Light Therapy And Prostate Cancer

June 6, 2017
Light Therapy And Prostate Cancer

Light Therapy And Prostate Cancer

Light therapy can effectively help out men who have low to medium risk of developing prostate cancer. The evidence to support this theory was attained when phase III clinical trials were conducted.

A study conducted on over 400 men with localized traces of prostate cancer showed the effectiveness of a treatment approach called vascular-targeted photodynamic therapy (VTP). VTP solely focuses on killing the targeted cancerous cells in prostate cancer patients, while unleashing no harm to the surrounding healthy tissues. The study also revealed that using VTP as a treatment option can eliminate the need of radical therapy which employs irradiation or removal of the prostate entirely.

The lead investigator, consultant urologist and dean of Medical Sciences at University College London, UK, Prof. Mark Emberton along with his colleagues reported the findings of their study to The Lancet Oncology.

Protocols For Prostate Cancer

In US, next to skin cancer the incidence of prostate cancer is second highest in men. For men with localized prostate cancer, the first protocol usually offered is active surveillance, in which by using PSA (prostate specific antigen) and DRE (digital rectal exam), the cancer is thoroughly screened. At times biopsies may as well be done but the treatment is only provided in case the cancer worsens. However if the cancer does not aggravate, the treatment approaches are limited to:

  • Prostatectomy: in this procedure, the prostate is surgically removed along with nearby normal tissues.
  • Radiation therapy

These treatment options can also bring along undesired adverse effects like urinary incontinence, bowel related issues, persistent erectile dysfunction.

Diagnostic Protocols For Prostate Cancer image

But the findings of Prof Emberton’s study suggested that VTP can minimize the need of all such procedures if it is given in the early stages of the illness.

VTP was introduced by Weizmann Institute of Science, Israel in association with STEBA Biotech, a biotechnology based company.

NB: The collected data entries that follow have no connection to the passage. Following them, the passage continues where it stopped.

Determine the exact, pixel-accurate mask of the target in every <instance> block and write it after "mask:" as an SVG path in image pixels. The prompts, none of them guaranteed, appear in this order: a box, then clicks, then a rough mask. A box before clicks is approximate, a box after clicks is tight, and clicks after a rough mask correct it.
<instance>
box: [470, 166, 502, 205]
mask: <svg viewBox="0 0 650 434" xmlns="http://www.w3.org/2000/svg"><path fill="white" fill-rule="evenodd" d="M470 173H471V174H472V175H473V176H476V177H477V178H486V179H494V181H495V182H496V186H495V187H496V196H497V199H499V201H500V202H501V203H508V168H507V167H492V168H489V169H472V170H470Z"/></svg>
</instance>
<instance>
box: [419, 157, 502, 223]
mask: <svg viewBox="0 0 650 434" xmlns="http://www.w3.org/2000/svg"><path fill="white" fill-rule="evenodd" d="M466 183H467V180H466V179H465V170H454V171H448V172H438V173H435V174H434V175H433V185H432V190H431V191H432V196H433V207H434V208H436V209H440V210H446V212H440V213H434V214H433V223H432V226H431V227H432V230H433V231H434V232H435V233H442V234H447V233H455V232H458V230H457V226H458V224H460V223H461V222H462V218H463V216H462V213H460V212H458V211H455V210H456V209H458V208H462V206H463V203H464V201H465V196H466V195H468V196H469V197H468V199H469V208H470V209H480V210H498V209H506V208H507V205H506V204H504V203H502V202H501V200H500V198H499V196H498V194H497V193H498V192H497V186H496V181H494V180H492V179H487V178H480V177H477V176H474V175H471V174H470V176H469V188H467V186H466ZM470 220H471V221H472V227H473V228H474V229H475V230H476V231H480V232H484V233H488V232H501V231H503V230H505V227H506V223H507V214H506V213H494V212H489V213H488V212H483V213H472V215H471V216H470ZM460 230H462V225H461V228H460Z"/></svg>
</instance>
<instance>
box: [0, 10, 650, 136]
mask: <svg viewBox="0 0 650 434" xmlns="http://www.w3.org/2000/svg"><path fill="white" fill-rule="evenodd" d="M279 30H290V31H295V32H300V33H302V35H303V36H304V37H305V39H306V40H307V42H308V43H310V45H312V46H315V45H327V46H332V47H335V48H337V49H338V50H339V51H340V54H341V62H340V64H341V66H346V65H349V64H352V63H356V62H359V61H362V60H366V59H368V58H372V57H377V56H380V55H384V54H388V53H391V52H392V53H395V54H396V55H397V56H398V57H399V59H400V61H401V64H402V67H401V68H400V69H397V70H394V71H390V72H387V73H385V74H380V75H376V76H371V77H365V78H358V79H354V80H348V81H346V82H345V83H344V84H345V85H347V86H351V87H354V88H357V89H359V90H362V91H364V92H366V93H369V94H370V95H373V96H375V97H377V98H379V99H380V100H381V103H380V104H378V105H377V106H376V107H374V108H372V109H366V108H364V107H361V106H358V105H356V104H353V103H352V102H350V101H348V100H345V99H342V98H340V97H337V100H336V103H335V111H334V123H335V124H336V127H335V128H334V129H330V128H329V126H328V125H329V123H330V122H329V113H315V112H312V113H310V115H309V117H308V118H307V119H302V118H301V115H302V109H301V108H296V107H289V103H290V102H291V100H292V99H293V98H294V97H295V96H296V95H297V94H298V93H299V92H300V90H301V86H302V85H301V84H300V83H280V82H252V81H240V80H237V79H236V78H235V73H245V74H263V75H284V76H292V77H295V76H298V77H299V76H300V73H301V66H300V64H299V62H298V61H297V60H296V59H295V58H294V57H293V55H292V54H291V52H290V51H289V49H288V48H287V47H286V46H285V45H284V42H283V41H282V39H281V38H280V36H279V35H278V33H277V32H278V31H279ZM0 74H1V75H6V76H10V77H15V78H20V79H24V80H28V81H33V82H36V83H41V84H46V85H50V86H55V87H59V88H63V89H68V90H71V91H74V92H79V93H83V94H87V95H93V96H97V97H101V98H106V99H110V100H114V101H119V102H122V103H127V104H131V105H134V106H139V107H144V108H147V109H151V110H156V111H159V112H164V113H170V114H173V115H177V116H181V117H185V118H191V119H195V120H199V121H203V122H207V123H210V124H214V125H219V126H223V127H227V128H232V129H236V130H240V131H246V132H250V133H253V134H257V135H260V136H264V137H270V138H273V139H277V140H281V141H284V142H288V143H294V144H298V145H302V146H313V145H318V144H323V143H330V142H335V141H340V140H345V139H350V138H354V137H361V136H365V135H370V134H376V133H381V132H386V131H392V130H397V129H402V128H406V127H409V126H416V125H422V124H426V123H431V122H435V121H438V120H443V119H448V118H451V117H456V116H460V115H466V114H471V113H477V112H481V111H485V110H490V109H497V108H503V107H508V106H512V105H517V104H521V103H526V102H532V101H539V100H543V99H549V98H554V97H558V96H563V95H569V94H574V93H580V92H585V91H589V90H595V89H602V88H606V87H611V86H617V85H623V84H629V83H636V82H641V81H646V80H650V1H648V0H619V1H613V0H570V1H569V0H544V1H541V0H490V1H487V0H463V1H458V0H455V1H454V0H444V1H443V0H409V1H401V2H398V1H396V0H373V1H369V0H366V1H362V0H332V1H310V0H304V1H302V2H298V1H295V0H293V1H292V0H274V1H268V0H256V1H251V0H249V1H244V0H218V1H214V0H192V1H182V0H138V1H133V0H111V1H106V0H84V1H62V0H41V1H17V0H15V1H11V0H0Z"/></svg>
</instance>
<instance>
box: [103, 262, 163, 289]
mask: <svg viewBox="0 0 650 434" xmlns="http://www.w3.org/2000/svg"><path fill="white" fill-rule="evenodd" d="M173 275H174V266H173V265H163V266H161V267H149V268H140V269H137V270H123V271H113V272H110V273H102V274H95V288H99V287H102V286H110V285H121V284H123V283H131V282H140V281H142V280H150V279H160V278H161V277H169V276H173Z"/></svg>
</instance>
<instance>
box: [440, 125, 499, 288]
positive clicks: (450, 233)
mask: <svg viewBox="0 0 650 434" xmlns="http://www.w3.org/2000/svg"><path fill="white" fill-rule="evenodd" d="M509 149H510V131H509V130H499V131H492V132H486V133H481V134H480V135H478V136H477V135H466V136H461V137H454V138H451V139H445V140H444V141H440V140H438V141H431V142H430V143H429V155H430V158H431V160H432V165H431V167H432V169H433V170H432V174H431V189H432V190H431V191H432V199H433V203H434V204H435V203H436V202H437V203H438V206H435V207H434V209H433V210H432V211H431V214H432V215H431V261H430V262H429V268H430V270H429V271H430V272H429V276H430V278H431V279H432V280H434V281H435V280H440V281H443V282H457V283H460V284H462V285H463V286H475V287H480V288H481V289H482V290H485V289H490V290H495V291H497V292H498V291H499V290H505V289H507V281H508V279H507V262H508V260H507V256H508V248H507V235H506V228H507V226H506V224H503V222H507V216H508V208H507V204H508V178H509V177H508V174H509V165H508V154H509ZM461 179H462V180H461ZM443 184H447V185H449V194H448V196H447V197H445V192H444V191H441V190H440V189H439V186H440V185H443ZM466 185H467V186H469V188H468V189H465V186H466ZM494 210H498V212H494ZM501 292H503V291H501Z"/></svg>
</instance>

VTP treatment involves injecting of WST11 into the bloodstream, a drug with light sensitive properties which is derived from the ocean bacteria. Once the drug is activated using a laser, the drug emits free radicals that effectively destroys the cancerous cells present in the prostate.

In Prof. Emberton’s phase III trial study, 413 men having early diagnosis of localized cancer were selected from 10 European countries and were offered active surveillance protocol. 206 of these patients randomly received VTP treatment whereas the rest of the patients were categorized as the control group (and received active surveillance). The follow up of these patients lasted for a period of 2 years in which the PSA testing was done regularly and erectile and urinary functions were assessed at every 3 months. Prostate biopsies were also conducted by the end of each year.

The findings revealed of the study were as following:

  • 49% of the VTP treated patients entered complete remission in contrast to the 13.5% patients who were given active surveillance.
  • Only 6% of VTP treated men needed radical therapy in comparison to the 30% of patients who weren’t offered VTP.
  • VTP slowed the progress of prostate cancer and doubled the progression time from 14 months all the way to 28 months.
  • No side effects were reported to be linked with VTP treatment after a 2 years study.

Therefore, it is safe to say that VTP can significantly help men with early diagnosis of localized prostate cancer.

References:

  • Kim, K., Watson, P. A., Jebiwott, S., Somma, A. J., La Rosa, S. P., Mehta, D., ... & Coleman, J. (2016). Androgen deprivation therapy potentiates the efficacy of vascular targeted photodynamic therapy of prostate cancer xenografts.
  • Azzouzi, A. R., Barret, E., Moore, C. M., Villers, A., Allen, C., Scherz, A., ... & Emberton, M. (2013). TOOKAD® Soluble vascular‐targeted photodynamic (VTP) therapy: determination of optimal treatment conditions and assessment of effects in patients with localised prostate cancer. BJU international, 112(6), 766-774.